ブログコンテンツバナー
PCMグランドミーティング

2015/11/17
毛髪勉強会PCMのグランドミーティングが開催されました。

 2014年11月17日に、PCMグランドミーティングが東京新宿のハイアットリージェンシーで開催されました。
  PCMの大きな目的は、毛髪科学の知識を応用してサロン施術の向上を図ることで、約3年前に東京と大阪でそれぞれ数名で発足しました。だいたい1ヶ月から1ヶ月半に一度開催するのですが、ルールがあって、皆が決めた日取りなので、決して休んではいけないのです。ちょっと厳しすぎますかね?おかげで人数は少なくなりましたが、志を同じくする仲間としてまとまったのです。
  毛髪科学の講習を受けながら、難しくなると「自分たちはデザインが大切だから」という人がいます。しかし、理美容師にとっての毛髪科学は、私たち化粧品技術者にとっての化学であり、舞台俳優であれば国語であり、作曲家であれば音楽理論にあたるもので、なくてもある程度は仕事はできるが、あるレベル以上は望めません。ベートーベンは、楽器の構造や音楽理論にきわめて詳しかったそうですが、もしこの日本にベートーベンに匹敵するような理美容師が出現したら、必ずや高度な毛髪科学を学ぶだろうと思うのです。
  しかし現状は、毛髪科学の知識を提供する場が、メーカーが開催する講習会であることがほとんどで、そのメーカーのほとんどが処方づくりはしても、基礎研究を行うことはありません。いきおい科学を営業につなげるため、トンデモ科学が横行してしまうのです。さらに困ったことに、科学を少しかじった技術者は、まったく知らない人よりも、でたらめに使われる難しい専門用語にだまされてしまいがちなことです。

  こうした中で私の知りうる毛髪科学を、時間をかけて伝える場としてPCMを始めたのです。義務教育で習う英数国を考えてみると、6年間やってもほとんどの人が英語を片言ですら話せず、数学などはとうの昔に忘れてしまっています。それを土台にした毛髪科学が年に数回の講習を受けただけで身につくわけがないのです。
 しかし1年に10回ほどのPCMを約2年間続けたところ、(私も含めて)皆の議論、疑問が的を射たものになってきたのです。行なったことといえば、ほとんどがパーマ剤の検証で、ほかにカラートリートメント(カラーバタープレミアム、チャンティック)が少しだけでした。その間に大阪の吉川さんは、私のつくった還元剤パワーグラフをパウチにして、バックルームに貼り、施術のたびにそれを検討するようになりました。
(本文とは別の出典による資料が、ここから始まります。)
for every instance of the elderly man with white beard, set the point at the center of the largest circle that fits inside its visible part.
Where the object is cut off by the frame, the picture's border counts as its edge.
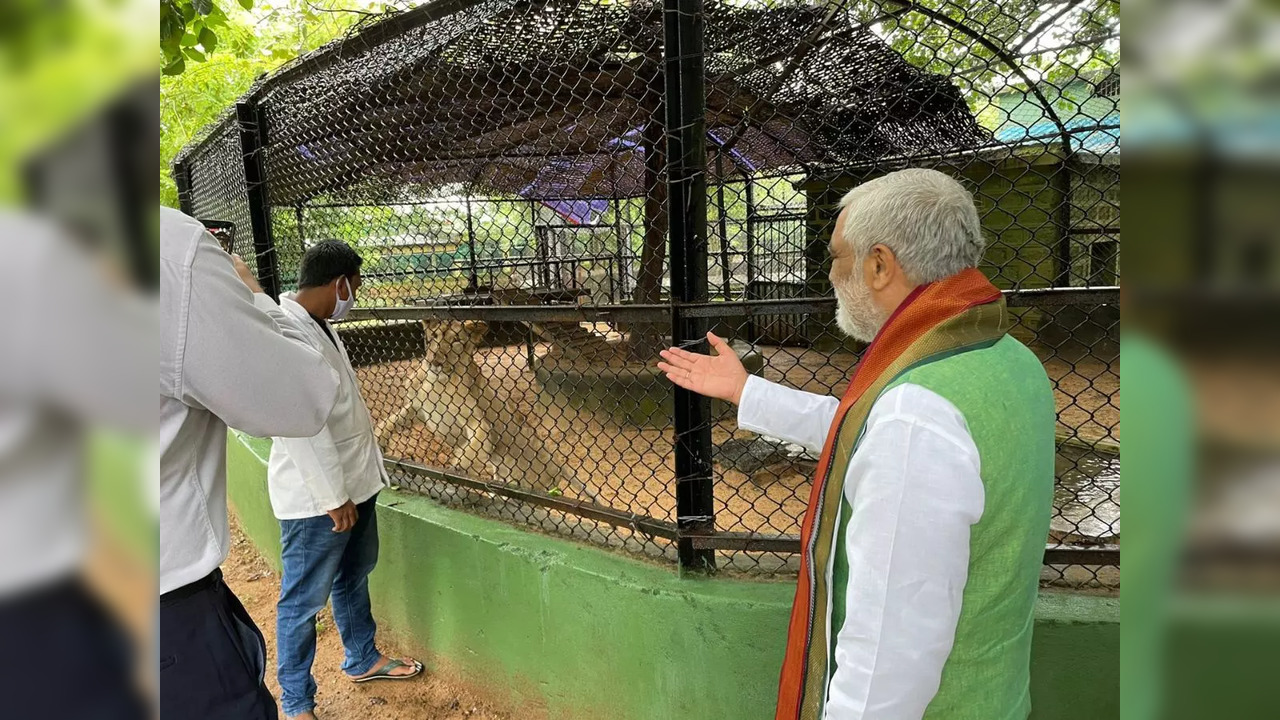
(926, 527)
また、東京の安藤さんは、カラートリートメントを使うことが、毛髪表面に色素を染着していて、内部に染料が行かないメリットを感じるようになりました。こういった皆の変化が、私にも、毛髪科学と実際の業務を結ぶ糸口を暗示してくれるようになったのです。

 そんな中で私の中に、今の時点での彼らの成長を明確な形で残しておきたいという欲求が生まれたのです。そして、その方法は今後も節目々々で会の前進を確認する際、同じように有効であることが必要でした。考えたすえ行き着いたのが、彼らが今までのPCMの活動で身につけたことを科学の発表会形式で、科学者の前で発表することでした。そして科学者に総評してもらい、おかしな点は突っ込んでもらうというものでした。
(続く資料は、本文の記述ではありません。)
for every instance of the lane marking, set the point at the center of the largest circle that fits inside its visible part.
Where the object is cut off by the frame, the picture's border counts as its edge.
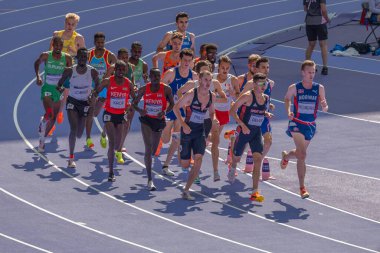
(308, 199)
(15, 119)
(36, 6)
(24, 243)
(82, 225)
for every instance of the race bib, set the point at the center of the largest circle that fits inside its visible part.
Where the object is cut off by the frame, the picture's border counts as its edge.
(256, 120)
(52, 79)
(153, 110)
(197, 117)
(117, 103)
(306, 107)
  この前代未聞の私の提案に対し、5人のメンバーが手を挙げました。さらにもともとPCMは、講習などでは聞けないことや、もっと詳しいことを聞ける場がほしいという、Haru-Ruの赤池達陽さんの要望に応えて設立したものですが、赤池さんは、会を代表して当日来てくれた皆さんに挨拶をしたいと言ってくれました。皆の発案で、PCMメンバーはみなフォーマルで集合し、参加する皆さんを入り口で迎えようということになりました。
 とは言うものの、それから開催までの数か月間、プレゼンの担当者は、自分の発表する論旨を明確にし、足りない実験を行い、レジュメをつくり、パワーポイント資料をつくるなど、今まで味わったことのない緊張感の中で慣れない作業を進めて行ったのです。彼らは技術者向けの講習会などは今まで何回も行ったことはあるのですが、実技なしの内容勝負、相手はパーマに詳しいわけではありません。彼らにとっては夢にも思わなかったことです。
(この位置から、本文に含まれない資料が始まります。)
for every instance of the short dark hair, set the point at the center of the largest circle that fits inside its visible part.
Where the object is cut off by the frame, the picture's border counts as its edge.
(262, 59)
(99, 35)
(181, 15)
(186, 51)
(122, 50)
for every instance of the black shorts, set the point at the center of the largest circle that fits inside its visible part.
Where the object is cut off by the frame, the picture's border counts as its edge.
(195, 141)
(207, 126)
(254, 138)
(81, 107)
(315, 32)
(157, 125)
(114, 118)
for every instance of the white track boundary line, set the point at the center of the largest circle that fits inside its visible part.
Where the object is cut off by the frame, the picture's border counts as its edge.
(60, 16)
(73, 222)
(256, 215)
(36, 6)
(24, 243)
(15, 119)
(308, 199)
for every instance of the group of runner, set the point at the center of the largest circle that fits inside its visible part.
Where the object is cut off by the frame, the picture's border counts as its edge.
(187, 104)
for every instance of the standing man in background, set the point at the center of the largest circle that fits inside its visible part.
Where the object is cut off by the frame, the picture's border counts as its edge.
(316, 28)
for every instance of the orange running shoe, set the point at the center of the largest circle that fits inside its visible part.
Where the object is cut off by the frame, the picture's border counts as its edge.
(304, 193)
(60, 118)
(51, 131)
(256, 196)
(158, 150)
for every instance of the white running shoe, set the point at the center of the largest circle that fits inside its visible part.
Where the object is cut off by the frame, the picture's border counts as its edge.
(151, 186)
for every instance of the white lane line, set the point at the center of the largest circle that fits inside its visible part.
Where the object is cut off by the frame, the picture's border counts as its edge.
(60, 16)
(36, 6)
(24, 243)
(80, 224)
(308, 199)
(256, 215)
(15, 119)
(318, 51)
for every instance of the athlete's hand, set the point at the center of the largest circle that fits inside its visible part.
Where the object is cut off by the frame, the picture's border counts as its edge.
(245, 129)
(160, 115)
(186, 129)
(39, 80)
 しかし当日、結果は、私の予想を裏切り、彼らはすべて堂々と素晴らしいプレゼンをしてくれたのです。講演ならびに総評をしていただいた、日本を代表する毛髪の研究家である新井幸三先生も、一人ひとりのプレゼンを高く評価し、温かいアドバイスをくださいました。午前中から4時間の濃厚な講演とプレゼンの時間が終わり、懇親会に移りました。
懇親会では、来賓の祝辞のあと、元宝塚男役スターである夢輝のあさんのオン・ステージ「あのジュピターをめざして」にみな心を奪われたようでした。夢輝さんも、この日からPCMのメンバーが新たな一歩を踏み出したことを思い、この日にふさわしい曲を選んでくれました。とくにプレゼンを行ったメンバーは、緊張から解放された喜びもあいまって、夢心地のようでした。
最後にPCMを代表して吉川さんが来てくださった方々に対しお礼の挨拶と三本締めを行ない、メンバーは駆け足で出口に整列し皆さんをお見送りして、お開きとなりました。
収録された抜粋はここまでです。